I dont know what I would do without this site.

Sorry for rambling - just finding this whole thing so life destroying.

Richie
28-03-08, 18:14
Sorry Ann sounds like you have a alot of problems, thought because of your initial post you had "Health anxiety" but of course stress can work its way into your life in many forms, and then you find yourself having multiple phobia's. One fear can sometimes trigger another one off !!!
It's all very complex isn't it, the mind is very complex isn't it
Having morbid thoughts though is a common thread amongst most folk on this site, especially if u suffer with severe depression. So you are not alone or crazy or anything like that.
will be thinking of you luv Richie xxxxxxxxxxxxxxxxxxxxx

sheba2
28-03-08, 23:16
Hi Ann

You and me both. Fear of death fear of dying fear of leaving people behind fear of missing out on what is to come fear of not having achieved all those things we all want to. I've been like this since I was a child. I was always playing catch up. Please god let me know what its like to have a boyfriend. get married have children, see children grow up, have grand children, do something with my life. And all the time I've spent worrying I haven't really enjoyed the things that have happened and I certainly haven't enjoyed life. So like someone else said I have wasted so many years on this worry.

I'm now 52 and I'm really cross with myself for living like this and I try desperately to change these thought processes. I'm trying to understand why I think like this. I was brought up to think that the world is a scarey dangerous place. I also have this fear of God and the after life (catholic upbringing)

Two things happened in recent years which haven't completely cured me but have helped a lot. One was having to have a general anaesthetic after a miscarriage. I was absolutely petrified. I can vividly remember going under and then waking up and the thought came to me that in between there was nothing. No pain no thinking no worry and no panic just nothing.
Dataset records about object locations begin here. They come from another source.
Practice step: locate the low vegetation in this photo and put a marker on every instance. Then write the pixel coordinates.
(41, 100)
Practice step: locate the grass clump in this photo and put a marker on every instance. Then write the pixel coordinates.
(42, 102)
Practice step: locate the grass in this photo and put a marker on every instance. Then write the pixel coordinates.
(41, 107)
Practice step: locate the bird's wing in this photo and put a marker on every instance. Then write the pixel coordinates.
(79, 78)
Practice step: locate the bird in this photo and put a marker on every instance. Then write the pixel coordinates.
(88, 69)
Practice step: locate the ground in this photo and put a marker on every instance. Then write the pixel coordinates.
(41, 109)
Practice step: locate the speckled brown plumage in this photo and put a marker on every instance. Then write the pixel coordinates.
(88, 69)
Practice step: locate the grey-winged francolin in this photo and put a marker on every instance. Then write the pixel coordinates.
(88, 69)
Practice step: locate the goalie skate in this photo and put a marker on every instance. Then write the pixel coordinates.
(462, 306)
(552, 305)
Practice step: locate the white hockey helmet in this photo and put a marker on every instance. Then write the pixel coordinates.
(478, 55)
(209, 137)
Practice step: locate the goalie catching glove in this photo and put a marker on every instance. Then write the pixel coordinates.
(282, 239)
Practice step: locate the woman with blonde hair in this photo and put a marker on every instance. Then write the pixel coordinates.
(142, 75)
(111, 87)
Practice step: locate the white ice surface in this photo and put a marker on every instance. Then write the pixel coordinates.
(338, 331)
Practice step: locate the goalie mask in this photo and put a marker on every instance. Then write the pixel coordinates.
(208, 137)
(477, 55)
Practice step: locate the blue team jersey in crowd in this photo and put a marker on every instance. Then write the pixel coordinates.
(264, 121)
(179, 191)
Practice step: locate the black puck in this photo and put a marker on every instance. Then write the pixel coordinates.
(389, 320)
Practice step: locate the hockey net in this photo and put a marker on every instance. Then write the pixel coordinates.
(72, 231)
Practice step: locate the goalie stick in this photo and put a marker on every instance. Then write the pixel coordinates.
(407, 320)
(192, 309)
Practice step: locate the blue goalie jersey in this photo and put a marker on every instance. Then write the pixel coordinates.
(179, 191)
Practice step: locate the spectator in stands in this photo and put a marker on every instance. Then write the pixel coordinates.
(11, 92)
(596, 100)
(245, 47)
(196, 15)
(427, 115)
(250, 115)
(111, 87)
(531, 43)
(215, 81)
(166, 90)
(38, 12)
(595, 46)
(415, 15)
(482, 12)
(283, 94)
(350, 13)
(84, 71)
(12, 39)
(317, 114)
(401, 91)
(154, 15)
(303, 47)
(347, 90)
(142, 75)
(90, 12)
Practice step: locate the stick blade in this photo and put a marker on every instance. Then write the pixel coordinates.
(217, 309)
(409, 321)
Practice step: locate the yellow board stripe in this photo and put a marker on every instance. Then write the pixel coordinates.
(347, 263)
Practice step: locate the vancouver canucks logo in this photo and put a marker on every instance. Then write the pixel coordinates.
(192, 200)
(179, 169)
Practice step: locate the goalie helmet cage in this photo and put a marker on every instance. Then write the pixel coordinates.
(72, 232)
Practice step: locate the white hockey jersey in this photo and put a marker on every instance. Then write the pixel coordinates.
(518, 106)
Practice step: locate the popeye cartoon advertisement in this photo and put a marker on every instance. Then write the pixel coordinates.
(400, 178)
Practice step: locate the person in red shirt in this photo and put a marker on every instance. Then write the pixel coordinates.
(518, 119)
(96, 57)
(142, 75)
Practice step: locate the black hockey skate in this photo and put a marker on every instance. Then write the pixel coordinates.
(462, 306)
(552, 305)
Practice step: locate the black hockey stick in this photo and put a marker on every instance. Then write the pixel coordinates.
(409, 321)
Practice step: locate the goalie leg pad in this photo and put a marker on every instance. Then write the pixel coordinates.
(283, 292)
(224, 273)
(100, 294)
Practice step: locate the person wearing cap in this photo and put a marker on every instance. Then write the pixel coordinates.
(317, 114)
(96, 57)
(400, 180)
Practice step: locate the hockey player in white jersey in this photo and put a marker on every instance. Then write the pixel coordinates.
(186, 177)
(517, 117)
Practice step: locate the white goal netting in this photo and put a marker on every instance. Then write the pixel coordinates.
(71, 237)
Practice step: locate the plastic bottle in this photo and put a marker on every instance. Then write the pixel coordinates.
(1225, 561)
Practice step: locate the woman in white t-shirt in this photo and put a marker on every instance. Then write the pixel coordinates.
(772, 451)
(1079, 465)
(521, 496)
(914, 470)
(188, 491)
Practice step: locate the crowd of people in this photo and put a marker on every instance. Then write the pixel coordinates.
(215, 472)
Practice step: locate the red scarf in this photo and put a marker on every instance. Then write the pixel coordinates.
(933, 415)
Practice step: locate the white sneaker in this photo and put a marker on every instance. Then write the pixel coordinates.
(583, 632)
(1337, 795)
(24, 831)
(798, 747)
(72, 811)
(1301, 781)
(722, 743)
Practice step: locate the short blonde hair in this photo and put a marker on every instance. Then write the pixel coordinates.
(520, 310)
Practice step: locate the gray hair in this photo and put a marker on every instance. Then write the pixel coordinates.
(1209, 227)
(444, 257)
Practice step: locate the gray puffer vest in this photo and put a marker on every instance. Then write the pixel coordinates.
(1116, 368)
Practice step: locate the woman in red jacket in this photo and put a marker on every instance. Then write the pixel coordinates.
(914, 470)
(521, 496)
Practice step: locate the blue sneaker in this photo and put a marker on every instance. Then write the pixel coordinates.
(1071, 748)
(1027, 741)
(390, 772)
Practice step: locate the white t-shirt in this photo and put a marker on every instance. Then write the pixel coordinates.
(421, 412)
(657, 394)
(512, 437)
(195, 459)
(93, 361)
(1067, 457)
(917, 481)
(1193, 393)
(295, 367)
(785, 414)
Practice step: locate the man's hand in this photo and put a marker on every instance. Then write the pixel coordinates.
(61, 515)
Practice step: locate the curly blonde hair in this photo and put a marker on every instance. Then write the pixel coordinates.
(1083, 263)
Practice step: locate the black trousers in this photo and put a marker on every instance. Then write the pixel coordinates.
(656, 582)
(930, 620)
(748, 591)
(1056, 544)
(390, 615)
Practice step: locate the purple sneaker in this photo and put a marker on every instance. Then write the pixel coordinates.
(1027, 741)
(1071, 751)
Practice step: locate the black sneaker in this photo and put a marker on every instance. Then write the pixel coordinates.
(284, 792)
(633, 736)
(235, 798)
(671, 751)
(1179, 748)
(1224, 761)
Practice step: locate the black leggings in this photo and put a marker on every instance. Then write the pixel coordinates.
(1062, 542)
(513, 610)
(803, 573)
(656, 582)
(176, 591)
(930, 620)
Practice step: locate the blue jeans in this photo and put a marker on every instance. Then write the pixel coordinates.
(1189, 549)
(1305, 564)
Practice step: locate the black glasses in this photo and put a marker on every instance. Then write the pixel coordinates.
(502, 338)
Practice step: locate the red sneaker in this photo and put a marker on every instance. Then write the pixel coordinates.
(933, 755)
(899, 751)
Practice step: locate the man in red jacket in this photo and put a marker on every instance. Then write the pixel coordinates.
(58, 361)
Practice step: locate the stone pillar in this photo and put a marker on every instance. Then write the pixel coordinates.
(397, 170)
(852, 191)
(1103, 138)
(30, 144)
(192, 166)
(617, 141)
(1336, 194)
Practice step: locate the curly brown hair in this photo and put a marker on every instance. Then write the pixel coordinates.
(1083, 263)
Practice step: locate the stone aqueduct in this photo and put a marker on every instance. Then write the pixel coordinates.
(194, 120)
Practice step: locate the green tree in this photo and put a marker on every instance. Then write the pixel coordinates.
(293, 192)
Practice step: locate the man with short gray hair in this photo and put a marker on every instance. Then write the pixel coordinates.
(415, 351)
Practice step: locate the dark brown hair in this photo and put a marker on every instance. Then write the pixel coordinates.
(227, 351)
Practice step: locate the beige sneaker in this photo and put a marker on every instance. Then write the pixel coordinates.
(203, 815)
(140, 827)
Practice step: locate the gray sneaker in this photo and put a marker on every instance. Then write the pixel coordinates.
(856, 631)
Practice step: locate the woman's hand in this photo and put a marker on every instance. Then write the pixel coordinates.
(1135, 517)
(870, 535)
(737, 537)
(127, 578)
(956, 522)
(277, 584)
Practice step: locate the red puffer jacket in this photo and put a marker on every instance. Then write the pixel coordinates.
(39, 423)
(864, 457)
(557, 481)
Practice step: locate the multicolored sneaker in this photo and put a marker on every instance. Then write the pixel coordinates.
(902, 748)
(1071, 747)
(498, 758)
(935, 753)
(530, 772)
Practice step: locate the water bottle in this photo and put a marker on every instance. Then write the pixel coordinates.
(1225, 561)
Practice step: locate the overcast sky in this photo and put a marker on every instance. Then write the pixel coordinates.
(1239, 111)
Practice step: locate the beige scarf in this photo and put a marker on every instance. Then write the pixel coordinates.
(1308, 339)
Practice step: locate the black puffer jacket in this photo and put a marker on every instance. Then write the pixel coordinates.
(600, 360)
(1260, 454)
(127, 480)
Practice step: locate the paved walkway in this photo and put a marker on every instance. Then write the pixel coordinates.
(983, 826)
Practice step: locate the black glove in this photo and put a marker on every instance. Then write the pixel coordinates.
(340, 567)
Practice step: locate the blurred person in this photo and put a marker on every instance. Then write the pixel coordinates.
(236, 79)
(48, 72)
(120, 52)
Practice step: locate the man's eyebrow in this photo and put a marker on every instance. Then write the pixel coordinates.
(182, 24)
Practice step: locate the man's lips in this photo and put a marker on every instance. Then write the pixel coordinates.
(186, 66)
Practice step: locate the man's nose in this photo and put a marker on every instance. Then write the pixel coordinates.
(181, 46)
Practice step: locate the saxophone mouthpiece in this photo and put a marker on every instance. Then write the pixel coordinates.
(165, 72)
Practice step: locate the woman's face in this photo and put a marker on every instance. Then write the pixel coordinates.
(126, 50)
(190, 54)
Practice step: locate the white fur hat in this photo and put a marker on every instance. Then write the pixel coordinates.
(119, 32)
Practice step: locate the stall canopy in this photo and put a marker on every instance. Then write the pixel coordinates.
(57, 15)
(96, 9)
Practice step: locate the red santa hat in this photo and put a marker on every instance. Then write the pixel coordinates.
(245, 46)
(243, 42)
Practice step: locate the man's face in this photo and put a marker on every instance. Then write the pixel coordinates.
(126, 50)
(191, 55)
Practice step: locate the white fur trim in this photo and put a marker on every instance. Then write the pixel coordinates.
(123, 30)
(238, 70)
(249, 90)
So I figuered if I die and there is no after life then you just aren't going to know anything about it. The second thing that happened is that I watched my father die. Now that sounds really morbid but he was in his late 80's and he had cancer. He was in no pain and didn't have any pain relief. He just got weaker and weaker over a period of about 10 days. He slept a lot and gradually slipped away. He was kept comfortable and there was no agitation it was very peaceful he just seemed to accept it and let it happen. I can remember sitting with him every day and thinking this isn't so bad and I was so grateful for that experience and very glad when it was over in the hope that he was now in a better place.

Like I said this hasn't completely got rid of that fear of not being here for my children especially my 6 year old but I am much more determined to get over this and enjoy all the time I have as best as possible. At first I used to tell myself that I am going to enjoy the thing I do for the next 10 mins even if it was the washing up. I would take real pride in doing this well. Then I built on this and now I consciously say I am going to enjoy this whatever it is. I don't let myself think those scarey thoughts until after I have enjoyed something. And now I rarely think about dying and death. I hope this helps even if it just helps to know that you are not alone with your fears.